Gemini 3.1 Flash: fast reasoning at 180 tokens/sec, 1M context, 86.9% GPQA. Dec 2025 GA at $0.50/$3 per 1M tokens.
Gemini 3.1 Flash is Google's mid-tier fast model with 1M context, 86.9% GPQA, 180 tokens/sec. Released Dec 2025 at $0.50/$3 per 1M tokens.

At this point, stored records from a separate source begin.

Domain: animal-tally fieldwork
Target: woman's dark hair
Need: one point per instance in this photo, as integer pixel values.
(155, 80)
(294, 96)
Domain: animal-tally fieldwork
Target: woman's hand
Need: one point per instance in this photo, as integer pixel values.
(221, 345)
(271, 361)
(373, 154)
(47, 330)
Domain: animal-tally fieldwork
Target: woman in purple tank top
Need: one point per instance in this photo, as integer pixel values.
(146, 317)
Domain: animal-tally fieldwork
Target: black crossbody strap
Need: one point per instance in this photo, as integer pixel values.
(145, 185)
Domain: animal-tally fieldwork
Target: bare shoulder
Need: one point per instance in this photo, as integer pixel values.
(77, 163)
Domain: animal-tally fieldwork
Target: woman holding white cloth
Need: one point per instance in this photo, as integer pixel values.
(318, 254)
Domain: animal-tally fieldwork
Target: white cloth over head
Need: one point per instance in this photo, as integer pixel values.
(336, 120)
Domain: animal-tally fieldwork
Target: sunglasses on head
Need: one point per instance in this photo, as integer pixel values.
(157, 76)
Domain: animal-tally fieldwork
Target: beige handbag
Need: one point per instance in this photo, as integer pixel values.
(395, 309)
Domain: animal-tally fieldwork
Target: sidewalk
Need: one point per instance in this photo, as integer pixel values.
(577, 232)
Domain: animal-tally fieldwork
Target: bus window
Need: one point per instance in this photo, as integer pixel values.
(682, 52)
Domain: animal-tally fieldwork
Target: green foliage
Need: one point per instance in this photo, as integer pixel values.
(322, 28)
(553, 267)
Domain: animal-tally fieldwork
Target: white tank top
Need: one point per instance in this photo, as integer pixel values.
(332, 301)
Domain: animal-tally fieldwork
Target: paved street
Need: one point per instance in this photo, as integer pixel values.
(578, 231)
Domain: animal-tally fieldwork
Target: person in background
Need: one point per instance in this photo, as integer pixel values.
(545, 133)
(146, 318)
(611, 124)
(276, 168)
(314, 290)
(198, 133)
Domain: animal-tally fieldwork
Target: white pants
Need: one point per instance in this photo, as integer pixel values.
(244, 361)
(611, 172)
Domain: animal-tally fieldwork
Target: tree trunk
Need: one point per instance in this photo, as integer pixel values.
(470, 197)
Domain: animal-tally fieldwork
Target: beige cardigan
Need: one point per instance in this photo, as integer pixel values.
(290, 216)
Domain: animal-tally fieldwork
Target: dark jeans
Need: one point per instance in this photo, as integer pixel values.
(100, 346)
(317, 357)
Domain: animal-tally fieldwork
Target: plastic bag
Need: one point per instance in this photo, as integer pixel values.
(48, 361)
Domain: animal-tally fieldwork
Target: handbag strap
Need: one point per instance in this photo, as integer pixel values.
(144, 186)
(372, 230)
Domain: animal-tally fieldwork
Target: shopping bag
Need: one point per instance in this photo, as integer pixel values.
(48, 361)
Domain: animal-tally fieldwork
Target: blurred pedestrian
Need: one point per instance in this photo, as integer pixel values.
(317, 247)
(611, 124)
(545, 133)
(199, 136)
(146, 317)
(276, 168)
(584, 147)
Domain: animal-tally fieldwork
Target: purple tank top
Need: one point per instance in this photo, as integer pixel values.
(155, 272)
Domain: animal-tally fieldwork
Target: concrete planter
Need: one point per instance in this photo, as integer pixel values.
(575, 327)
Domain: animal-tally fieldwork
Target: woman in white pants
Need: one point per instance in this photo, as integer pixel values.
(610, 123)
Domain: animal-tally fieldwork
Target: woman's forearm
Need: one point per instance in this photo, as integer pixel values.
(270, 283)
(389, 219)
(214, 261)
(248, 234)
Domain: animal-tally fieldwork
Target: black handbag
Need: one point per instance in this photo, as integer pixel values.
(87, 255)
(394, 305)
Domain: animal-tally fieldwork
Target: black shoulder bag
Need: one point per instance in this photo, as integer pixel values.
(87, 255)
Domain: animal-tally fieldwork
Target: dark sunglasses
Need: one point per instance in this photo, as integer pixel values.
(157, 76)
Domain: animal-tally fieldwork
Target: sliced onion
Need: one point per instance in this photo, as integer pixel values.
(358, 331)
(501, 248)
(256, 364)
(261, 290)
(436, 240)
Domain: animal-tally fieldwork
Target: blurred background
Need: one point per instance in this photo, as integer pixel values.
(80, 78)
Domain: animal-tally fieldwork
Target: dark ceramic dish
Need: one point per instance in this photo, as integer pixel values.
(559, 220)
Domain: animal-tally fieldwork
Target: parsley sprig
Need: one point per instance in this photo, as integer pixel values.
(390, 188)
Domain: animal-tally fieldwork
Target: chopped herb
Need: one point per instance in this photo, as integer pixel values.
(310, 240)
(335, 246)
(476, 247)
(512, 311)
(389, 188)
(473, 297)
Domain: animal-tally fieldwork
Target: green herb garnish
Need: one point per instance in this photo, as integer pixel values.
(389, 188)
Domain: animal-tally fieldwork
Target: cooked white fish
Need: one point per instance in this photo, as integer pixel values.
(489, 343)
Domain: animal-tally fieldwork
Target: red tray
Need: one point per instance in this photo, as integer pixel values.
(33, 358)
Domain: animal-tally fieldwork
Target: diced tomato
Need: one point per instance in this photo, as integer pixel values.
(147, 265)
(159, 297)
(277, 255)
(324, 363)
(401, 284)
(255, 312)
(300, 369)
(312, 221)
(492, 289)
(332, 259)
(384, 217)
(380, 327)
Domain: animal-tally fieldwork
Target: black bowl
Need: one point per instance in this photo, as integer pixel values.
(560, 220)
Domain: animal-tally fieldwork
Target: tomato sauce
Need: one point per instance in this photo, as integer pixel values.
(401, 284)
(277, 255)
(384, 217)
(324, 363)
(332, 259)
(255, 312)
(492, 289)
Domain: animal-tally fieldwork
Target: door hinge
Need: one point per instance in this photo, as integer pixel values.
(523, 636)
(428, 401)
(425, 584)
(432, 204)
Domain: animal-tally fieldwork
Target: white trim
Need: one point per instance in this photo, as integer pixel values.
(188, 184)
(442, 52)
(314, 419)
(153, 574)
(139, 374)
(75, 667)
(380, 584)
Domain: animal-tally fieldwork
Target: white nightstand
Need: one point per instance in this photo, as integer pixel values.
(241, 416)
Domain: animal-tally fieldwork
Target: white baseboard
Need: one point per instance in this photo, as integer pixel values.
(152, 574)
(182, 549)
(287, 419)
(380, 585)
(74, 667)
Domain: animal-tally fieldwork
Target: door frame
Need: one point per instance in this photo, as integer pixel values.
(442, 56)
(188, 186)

Provider: Google · Family: Gemini 3.1
Context window: 1,000,000 tokens · Max output: 65,536
Input modalities: text, image, audio, video, pdf, tool-calls · Output: text, tool-calls
About Gemini 3.1 Flash
Gemini 3.1 Flash is Google's mid-tier reasoning model released Dec 17, 2025. Dense Transformer 40-50B params. 1M context, 65K output. GPQA 86.9%, MMLU-Pro 76.8%, SWE-bench est. 75%. Speed: 180 tokens/sec, 500ms p50 latency. Pricing: $0.50/$3 per 1M tokens, 4X cheaper than Pro. Multimodal: text, images, audio, video, PDFs. Function calling, structured output, Search, code execution GA. Computer use not available (only Pro and Flash-Lite). Training cutoff Jan 2025. Safety balanced. Use for: high-volume agentic loops where slight quality drop justifies cost savings. Not for: max reasoning (use Pro), max savings (use Flash-Lite).
Benchmarks
- mmlu pro: 76.8
- gpqa diamond: 86.9
- swe bench verified: 75
Frequently Asked Questions
What is Gemini 3.1 Flash?
Mid-tier reasoning model released Dec 17, 2025. Dense Transformer, 1M context. GPQA 86.9% (vs Pro 94.3%), 180 t/s speed, $0.50/$3 pricing. 4X cheaper than Pro with modest quality drop.